Finalmente, los Padres conciliares enumeran algunos recursos fundamentales para fomentar la vida espiritual de los sacerdotes: la meditación de la palabra de Dios, la oración, la vida eucarística, el sacramento de la penitencia, la devoción a la Santísima Virgen, los retiros, la dirección espiritual, el estudio, el desarrollo cultural, etcétera. Termina el decreto afrontando la cuestión de la justa remuneración de los sacerdotes y la creación de fondos comunes de bienes para subvenir a los más necesitados.
La doctrina de PO sobre el sacerdocio tuvo un desarrollo notabilísimo en documentos de Pablo VI y Juan Pablo II. Del primero es la encíclica Sacerdotalis coelibatus (1967); del Papa Wojtyla, la exhortación apostólica Pastores dabo vobis (1992). Las Cartas a los sacerdotes en cada Jueves Santo. A su vez la Congregación para el Clero publicó el Directorio sobre el ministerio y vida de los sacerdotes (1994), así como diversas Instrucciones.
Decreto “Optatam totius”
La Comisión preparatoria para los estudios y los seminarios había preparado dos esquemas: uno sobre las vocaciones sacerdotales, y otro sobre la formación de los futuros sacerdotes. Este segundo tenía seis capítulos: los seminarios, la formación espiritual, la disciplina, los estudios, la formación pastoral y la formación después del seminario. En 1963, los dos documentos fueron reducidos a uno (De sacrorum alumnis formandis) y posteriormente a simples proposiciones.
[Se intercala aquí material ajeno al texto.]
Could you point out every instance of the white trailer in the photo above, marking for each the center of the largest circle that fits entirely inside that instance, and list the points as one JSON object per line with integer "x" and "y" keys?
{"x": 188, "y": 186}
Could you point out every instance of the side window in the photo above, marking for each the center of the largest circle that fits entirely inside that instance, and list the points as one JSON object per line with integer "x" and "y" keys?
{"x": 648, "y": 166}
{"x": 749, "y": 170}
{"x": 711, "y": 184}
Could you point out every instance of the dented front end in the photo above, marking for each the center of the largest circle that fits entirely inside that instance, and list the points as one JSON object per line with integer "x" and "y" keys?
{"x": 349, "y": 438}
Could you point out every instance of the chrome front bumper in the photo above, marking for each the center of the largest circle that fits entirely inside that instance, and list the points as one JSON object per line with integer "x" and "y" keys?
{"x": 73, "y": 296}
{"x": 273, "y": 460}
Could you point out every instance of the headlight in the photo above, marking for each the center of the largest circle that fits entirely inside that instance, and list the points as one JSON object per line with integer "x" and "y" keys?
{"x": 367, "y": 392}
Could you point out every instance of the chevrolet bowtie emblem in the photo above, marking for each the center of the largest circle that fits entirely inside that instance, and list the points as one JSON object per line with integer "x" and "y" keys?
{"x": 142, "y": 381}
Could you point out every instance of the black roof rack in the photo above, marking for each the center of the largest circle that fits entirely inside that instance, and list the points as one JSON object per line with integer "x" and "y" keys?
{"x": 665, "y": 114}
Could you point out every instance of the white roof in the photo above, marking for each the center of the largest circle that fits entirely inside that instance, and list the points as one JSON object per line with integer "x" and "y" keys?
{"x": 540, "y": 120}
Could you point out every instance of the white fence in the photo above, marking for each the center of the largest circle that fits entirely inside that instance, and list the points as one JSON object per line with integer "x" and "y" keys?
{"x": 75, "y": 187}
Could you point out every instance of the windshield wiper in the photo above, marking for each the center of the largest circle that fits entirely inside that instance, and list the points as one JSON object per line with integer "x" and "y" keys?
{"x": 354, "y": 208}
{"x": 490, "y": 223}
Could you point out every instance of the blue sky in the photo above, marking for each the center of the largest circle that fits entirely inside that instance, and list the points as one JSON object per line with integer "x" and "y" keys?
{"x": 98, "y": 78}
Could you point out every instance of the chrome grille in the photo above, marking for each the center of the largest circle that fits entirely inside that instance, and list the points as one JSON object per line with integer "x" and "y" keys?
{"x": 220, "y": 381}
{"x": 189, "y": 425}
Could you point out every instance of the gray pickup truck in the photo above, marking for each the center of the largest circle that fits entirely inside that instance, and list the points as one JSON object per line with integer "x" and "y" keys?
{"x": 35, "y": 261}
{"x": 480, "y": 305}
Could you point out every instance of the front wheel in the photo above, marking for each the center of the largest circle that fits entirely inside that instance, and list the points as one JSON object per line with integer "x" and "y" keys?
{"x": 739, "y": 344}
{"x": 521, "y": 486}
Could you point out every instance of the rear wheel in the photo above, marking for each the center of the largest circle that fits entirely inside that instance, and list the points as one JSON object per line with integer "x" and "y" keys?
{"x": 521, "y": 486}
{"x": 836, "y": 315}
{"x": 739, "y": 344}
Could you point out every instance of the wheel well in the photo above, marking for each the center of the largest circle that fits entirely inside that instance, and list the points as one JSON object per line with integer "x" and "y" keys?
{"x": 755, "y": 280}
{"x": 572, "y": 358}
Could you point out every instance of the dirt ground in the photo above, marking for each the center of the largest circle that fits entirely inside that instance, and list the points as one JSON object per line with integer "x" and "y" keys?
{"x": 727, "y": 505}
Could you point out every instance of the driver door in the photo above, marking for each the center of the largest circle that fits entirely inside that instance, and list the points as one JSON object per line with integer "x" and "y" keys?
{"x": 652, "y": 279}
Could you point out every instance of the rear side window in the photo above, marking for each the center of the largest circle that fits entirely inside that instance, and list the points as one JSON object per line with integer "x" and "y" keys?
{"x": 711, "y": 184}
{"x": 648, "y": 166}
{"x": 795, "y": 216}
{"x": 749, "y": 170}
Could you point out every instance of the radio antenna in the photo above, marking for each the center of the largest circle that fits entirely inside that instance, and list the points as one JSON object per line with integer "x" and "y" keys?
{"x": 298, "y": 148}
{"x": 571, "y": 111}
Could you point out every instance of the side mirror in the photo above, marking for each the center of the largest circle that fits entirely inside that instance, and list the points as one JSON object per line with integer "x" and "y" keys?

Las discusiones (noviembre de 1964) se centraron sobre todo en el papel y en la importancia de Santo Tomás en la enseñanza de la teología y de la filosofía (aparecería finalmente citado en Optatam totius OT 14) y en el centro de gravedad de la formación sacerdotal que, para unos debía estar en la vida interior, y para otros en la orientación pastoral y misionera. A partir de las discusiones y de los modi de los Padres, la Comisión redactó el texto de OT en 1965. A partir de octubre de 1965, el texto enmendado fue sometido a votación de los Padres, y finalmente en la votación solemne previa a su promulgación el 28 de octubre de 1965, el decreto recibió 2318 placet y solamente tres non placet.
Consciente de la enorme diversidad de circunstancias, OT comienza encargando a las conferencias episcopales la preparación de unas normas adecuadas para la formación sacerdotal en cada país, para que la formación sacerdotal responda siempre a las necesidades pastorales de las regiones en que ha de ejercitarse el ministerio. Se detiene a continuación en la necesidad de fomentar las vocaciones sacerdotales y la responsabilidad de las familias cristianas, de los pastores y de los educadores. Se refiere brevemente a los seminarios menores “erigidos para cultivar los gérmenes de la vocación” (n. 3).
Los seminarios mayores
¿Qué dice OT sobre los seminarios mayores? Resulta ilustrativo volver a leer el texto conciliar (OT 4-7) a distancia de cincuenta años, y tras las múltiples experiencias que en este tiempo se han llevado a cabo en la formación de los futuros sacerdotes.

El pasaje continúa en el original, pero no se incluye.